For simple home server use, such as a file server or single user direct play PLEX server, these options might be an appealing and inexpensive and energy efficient option for your home server. Expect performance issues if you try to scale though, and don't expect to be able to run multiple virtual machines or do heavy transcoding, you don't have many options for expansion and little to no options for upgrading either. Forget a hardware RAID card or having any SATA ports at all. You likely won't be able to add much more ram, and definitely won't be able to increase processing power unless you go the clustering route and purchase multiple units. If your use case is compute intensive or would require expansion cards (like a GPU for example) SBCs are likely not a good option.

If you decide to go with an ARM-based board be aware that some software will not work because it is only available for x86-based CPUs. The reason is usually that the software is proprietary and was only ever released for x86. Among ARM-based SBCs the Raspberry Pi has by far the best software support as it has the largest userbase.

Connecting hard drives via USB docks may have some performance impact.
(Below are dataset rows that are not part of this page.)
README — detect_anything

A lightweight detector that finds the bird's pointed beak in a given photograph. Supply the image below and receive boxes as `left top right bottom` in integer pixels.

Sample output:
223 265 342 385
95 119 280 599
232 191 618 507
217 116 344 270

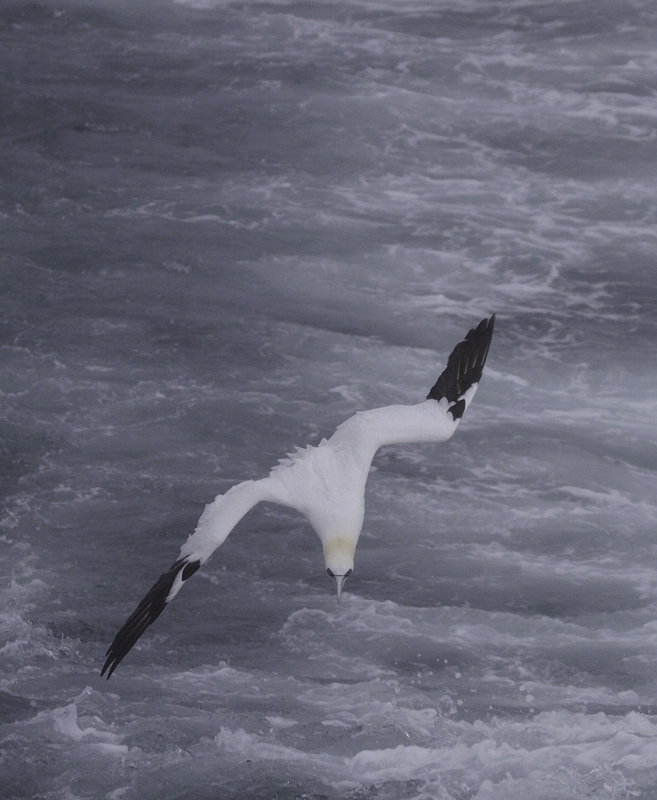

Use USB 3 where possible and don't attach too many drives to a single port.

  • NanoPi
    • NanoPi M4V2 More expensive than a Rpi4 but more powerful hardware with the option to install a x4 SATA HAT.
  • Intel NUC
    • Search your NUC here for more information on it

NUCs have significantly more power than a SBC, and are exclusively Intel-based. They run the gamut from small celerons to some of Intel's most powerful mobile chipsets. Very feature-rich, most all of them will include quicksync features for transcoding, and have some amount of expansion capabilities (adding/changing ram, additional SSD in some cases). NUCs will also be significantly more expensive than the above listed SBCs.